Moreover, Wolf et al (2016) applied five behavioral tasks on a strain of mice commonly used to model Alzheimer’s disease. In between the behavioral tasks they applied different time intervals depending on the nature and the severity of each task. More specifically, between the forced alternation, novel object recognition and Morris water maze tests, they waited for 5 days. However, between the Morris water maze and the radial arm water maze, they only waited for one day. Finally, after the radial arm water maze, they waited 3 days before performing the spontaneous alternation test.[6]

The minimum time interval has been applied by Puscian et al (2014) when testing cognitive abilities of two mice strains modeling autism.[7] During these experimental settings, mice were left 1 day to recover from the handling and the testing procedure.

Contrary to the previous works, McIIwain et al (2001) designed a battery of 8 behavioral tests and left a minimum of 7 days between the different tasks performed. After the acoustic startle response test, they allowed the mice 2-3 weeks to recover before performing the conditioned fear response. Similarly, between the conditioned fear response and the Morris water maze, they left 2 weeks of recovery time.[8] Feyissa et al (2017) followed the previous example and left a time interval of 1 week between the various behavioral tests performed.[9]

In conclusion, the available literature suggests various time intervals between the different behavioral tasks. A general suggestion would be to wait a minimum of 3 days before administering the next behavioral test to an animal. Given that it is not always practical and realistic to wait for one or even two weeks before exposing the animal to the next behavioral task, the researcher should consider applying the most common resting time found in the references.  The time needed to wait before administering the next behavioral task on your animal should be a delicate balance between the needs and the special conditions of each experiment.

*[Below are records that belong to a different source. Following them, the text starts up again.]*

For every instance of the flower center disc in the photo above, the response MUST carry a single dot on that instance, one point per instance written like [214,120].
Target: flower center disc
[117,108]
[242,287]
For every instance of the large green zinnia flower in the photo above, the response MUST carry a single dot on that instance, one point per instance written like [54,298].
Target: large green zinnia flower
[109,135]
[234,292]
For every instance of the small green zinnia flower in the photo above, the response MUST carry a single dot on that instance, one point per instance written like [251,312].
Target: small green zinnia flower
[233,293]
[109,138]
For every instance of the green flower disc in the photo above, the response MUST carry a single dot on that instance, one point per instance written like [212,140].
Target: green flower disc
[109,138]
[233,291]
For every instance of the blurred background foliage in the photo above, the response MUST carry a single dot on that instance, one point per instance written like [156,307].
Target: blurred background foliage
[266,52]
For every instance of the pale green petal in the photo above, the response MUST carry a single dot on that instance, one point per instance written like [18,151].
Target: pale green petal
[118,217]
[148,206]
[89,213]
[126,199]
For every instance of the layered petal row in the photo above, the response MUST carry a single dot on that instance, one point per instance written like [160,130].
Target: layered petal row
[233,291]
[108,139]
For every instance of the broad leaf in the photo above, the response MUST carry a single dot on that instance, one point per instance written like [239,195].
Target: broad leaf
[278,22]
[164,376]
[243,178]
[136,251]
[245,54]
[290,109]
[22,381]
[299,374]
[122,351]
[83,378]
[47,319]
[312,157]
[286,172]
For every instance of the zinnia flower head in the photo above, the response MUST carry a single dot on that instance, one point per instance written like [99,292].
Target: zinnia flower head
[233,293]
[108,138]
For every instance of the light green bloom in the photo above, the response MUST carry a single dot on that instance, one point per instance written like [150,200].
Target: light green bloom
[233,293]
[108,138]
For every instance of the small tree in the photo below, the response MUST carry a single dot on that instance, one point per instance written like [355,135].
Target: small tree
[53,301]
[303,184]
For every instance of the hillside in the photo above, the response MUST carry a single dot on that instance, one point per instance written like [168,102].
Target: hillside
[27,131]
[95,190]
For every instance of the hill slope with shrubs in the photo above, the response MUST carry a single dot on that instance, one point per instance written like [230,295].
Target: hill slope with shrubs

  1. European Union, Directive 2010/63/EU of the European Parliament and of the Council of 22 September 2010 on the protection of animals used for scientific purposes., OJEU L 276/33. (2010).
  2. V. Võikar, E. Vasar, H. Rauvala, Behavioral alterations induced by repeated testing in C57BL/6J and 129S2/ Sv mice: Implications for phenotyping screens, Genes, Brain Behav. 3 (2004) 27–38. doi:10.1046/j.1601-183X.2003.0044.x.
  3. R. Paylor, C.M. Spencer, L.A. Yuva-paylor, S. Pieke-dahl, The use of behavioral test batteries , II : Effect of test interval, Physiol. Behav. 87 (2006) 95–102. doi:10.1016/j.physbeh.2005.09.002.
  4. V. Brinks, M. van der Mark, R.E. de Kloet, M. Oitzl, Emotion and cognition in high and low stress sensitive mouse strains: a combined neuroendocrine and behavioral study in BALB/c and C57BL/6J mice, Front. Behav. Neurosci. 1 (2007). doi:10.3389/neuro.08.008.2007.
  5. H.V. Lad, L. Liu, J.L. Paya-cano, M.J. Parsons, R. Kember, C. Fernandes, et al., Behavioural battery testing: Evaluation and behavioural outcomes in 8 inbred mouse strains, Physiol. Behav. 99 (2010) 301–316. doi:10.1016/j.physbeh.2009.11.007.
  6. A. Wolf, B. Bauer, E.L. Abner, T. Ashkenazy-frolinger, A.M.S. Hartz, A Comprehensive Behavioral Test Battery to Assess Learning and Memory in 129S6 / Tg2576 Mice, PLoS One. (2016) 1–23. doi:10.1371/journal.pone.0147733.
  7. A. Puscian, S. Leski, T. Gorkiewicz, K. Meyza, H.-P. Lipp, E. Knapska, A novel automated behavioral test battery assessing cognitive rigidity in two genetic mouse models of autism, Front. Behav. Neurosci. 8 (2014) 1–11. doi:10.3389/fnbeh.2014.00140.
  8. K.L. Mcilwain, M.Y. Merriweather, L.A. Yuva-paylor, R. Paylor, The use of behavioral test batteries : Effects of training history, Physiol. Behav. 73 (2001) 705–717.
  9. D.D. Feyissa, Y.D. Aher, E. Engidawork, H. Höger, G. Lubec, V. Korz, Individual Differences in Male Rats in a Behavioral Test Battery: A Multivariate Statistical Approach, Front. Behav. Neurosci. 11 (2017) 1–8. doi:10.3389/fnbeh.2017.00026.